Our analysis is based on a number of macro factors that we believe will continue to pressure the U.S. mall space. We highlight a number of key drivers to our mall closure forecast:

.           Continuation of online sales penetrations reaching 30-40%

.           Persistently negative mall traffic, a headwind we believe will not abate over time

.           Shrinking department store footprints, as we estimate ~200-300 units will shutter over the next few years

.           Transformation of the purpose of the store to customer acquisition vs. transaction execution

.           The rise of different store formations including: small formats, “cool streets”, lifestyle centers, etc.
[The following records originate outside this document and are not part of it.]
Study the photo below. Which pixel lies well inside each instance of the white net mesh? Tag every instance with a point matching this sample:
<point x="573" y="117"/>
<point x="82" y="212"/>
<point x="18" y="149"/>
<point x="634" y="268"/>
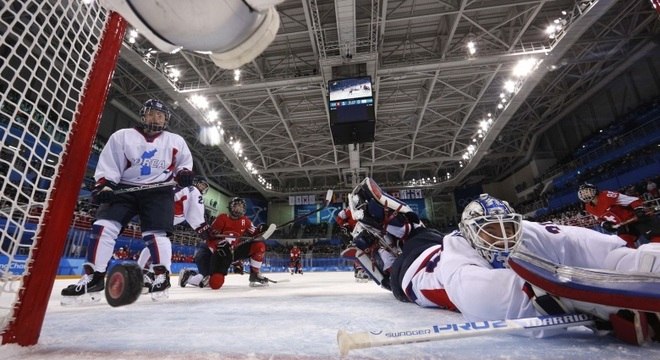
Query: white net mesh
<point x="47" y="49"/>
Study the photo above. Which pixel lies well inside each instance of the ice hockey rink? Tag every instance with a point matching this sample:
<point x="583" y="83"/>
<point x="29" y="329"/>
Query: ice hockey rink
<point x="298" y="319"/>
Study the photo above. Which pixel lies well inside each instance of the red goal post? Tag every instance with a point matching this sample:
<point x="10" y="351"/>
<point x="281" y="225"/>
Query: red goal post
<point x="58" y="59"/>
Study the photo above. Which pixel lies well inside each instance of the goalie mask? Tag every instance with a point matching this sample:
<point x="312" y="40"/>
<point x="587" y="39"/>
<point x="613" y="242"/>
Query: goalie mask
<point x="154" y="115"/>
<point x="492" y="227"/>
<point x="370" y="204"/>
<point x="587" y="192"/>
<point x="237" y="207"/>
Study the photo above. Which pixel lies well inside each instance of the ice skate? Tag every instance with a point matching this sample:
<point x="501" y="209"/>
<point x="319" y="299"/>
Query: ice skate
<point x="148" y="279"/>
<point x="258" y="280"/>
<point x="89" y="289"/>
<point x="161" y="284"/>
<point x="184" y="276"/>
<point x="361" y="276"/>
<point x="237" y="267"/>
<point x="205" y="281"/>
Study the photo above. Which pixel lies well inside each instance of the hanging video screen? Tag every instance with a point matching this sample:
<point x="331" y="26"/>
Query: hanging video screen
<point x="351" y="100"/>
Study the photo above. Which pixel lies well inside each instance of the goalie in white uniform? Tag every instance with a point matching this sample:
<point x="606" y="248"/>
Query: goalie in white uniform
<point x="145" y="155"/>
<point x="468" y="270"/>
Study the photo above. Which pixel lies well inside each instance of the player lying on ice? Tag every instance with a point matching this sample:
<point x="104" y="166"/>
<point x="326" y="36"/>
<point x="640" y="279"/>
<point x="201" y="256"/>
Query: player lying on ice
<point x="499" y="266"/>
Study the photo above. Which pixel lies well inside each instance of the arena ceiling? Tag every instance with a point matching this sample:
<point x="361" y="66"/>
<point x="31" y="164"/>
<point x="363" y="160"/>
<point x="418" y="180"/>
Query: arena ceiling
<point x="430" y="93"/>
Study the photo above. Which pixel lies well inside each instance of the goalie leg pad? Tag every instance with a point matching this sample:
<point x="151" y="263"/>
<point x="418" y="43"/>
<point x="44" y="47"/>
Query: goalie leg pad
<point x="216" y="281"/>
<point x="630" y="326"/>
<point x="124" y="284"/>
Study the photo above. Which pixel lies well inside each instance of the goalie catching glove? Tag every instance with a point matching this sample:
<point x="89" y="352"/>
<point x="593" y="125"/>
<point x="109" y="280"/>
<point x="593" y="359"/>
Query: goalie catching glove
<point x="104" y="191"/>
<point x="222" y="258"/>
<point x="608" y="226"/>
<point x="204" y="231"/>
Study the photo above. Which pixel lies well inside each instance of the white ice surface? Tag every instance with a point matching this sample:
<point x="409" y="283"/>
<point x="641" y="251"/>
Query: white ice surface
<point x="291" y="320"/>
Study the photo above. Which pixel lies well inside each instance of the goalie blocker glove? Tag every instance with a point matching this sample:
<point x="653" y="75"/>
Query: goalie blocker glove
<point x="104" y="191"/>
<point x="185" y="177"/>
<point x="204" y="231"/>
<point x="640" y="212"/>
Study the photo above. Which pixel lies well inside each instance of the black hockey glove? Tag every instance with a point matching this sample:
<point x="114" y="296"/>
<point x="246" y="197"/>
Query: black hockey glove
<point x="223" y="257"/>
<point x="608" y="226"/>
<point x="185" y="177"/>
<point x="104" y="191"/>
<point x="640" y="212"/>
<point x="204" y="231"/>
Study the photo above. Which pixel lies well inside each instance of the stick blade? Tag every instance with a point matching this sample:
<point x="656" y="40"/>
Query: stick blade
<point x="269" y="231"/>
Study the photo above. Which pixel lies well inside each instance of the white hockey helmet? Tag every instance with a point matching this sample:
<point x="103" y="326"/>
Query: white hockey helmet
<point x="201" y="184"/>
<point x="237" y="207"/>
<point x="492" y="227"/>
<point x="587" y="192"/>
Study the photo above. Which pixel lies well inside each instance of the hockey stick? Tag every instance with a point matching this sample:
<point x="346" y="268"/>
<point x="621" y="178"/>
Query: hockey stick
<point x="367" y="339"/>
<point x="258" y="237"/>
<point x="277" y="281"/>
<point x="631" y="220"/>
<point x="328" y="199"/>
<point x="144" y="187"/>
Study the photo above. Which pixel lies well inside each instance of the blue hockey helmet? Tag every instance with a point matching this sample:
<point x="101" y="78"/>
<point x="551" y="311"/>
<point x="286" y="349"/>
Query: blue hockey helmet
<point x="154" y="105"/>
<point x="587" y="192"/>
<point x="493" y="228"/>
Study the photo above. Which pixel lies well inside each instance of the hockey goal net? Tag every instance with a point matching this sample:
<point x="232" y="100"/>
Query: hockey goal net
<point x="57" y="60"/>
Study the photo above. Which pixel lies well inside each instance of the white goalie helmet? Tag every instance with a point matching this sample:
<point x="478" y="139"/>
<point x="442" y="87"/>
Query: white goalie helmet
<point x="492" y="227"/>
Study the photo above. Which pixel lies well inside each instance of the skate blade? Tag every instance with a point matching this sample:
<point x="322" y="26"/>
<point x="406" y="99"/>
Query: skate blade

.           The continued adoption of smart speakers and voice-enabled commerce

.           Market share gains at deep value retailers including warehouse clubs.

 

Cowen’s New Store Will Do More

 

We believe stores can adapt and thrive through addressing Cowen’s “Three C’s”: Convenience, Curation, and Culture along Cowen’s “Three P’s” of the purchasing journey: Pre-Purchase, Purchase, and Post-Purchase.

Cowen’s “Three C’s” And “Three P’s”: The New Purpose Of The Store

 

For the majority of our coverage universe, there are opportunities to both overhaul select parts of the business models, as well as tweak existing programs in order to keep pace with the quickly changing landscape. We highlight four key strategies which can allow traditional, public retailers to compete in an increasingly sophisticated, tech-heavy retail world: (1) Implement a loyalty program; (2) Focus on Customer Relationship Management programs (CRM); (3) Embrace Data; and (4) Align with a “Retail Superpower”.

 

Over the long term, our view is that traditional retailers will ultimately fail if they do not quickly embrace data, loyalty, CRM, or align with a huge retail player who is best-of-breed in these capabilities. We present Cowen’s Retail “Rules of the Road” for the long term. As companies strategize and adapt, we believe key questions in relation to Cowen’s matrix of the “3 C’s and 3 P’s” for retail management teams need to be considered:

 

  1. Convenience: Does my company offer “Buy-Online, Pick-Up In Store” or “Car Pickup”? Can we offer tracking capabilities for orders purchased online? Is the shopping experience personally friction-less and does it minimize task time which can then be reinvested at the leisure of the customer? Can it begin or end seamlessly across mobile, stores, desktop, or automobiles? How do you help customers improve their lives and drive their own version of “value?”

 

  1. Culture: Did you create, inspire, and foster an interactive and personal community? Do customers think about you before, during, and after a purchase and why and how? Which events should you host to connect you to local communities?

 

  1. Curation: Are you a brand, a house of brands, or an everything-store? Does your identifiable or iconic lifestyle vision inspire trust, aspirations, and emotions in a consistent yet innovative and dynamic manner? Does your assortment help customers personally navigate a sea of choices? Does your experience soothe or cause anxiety?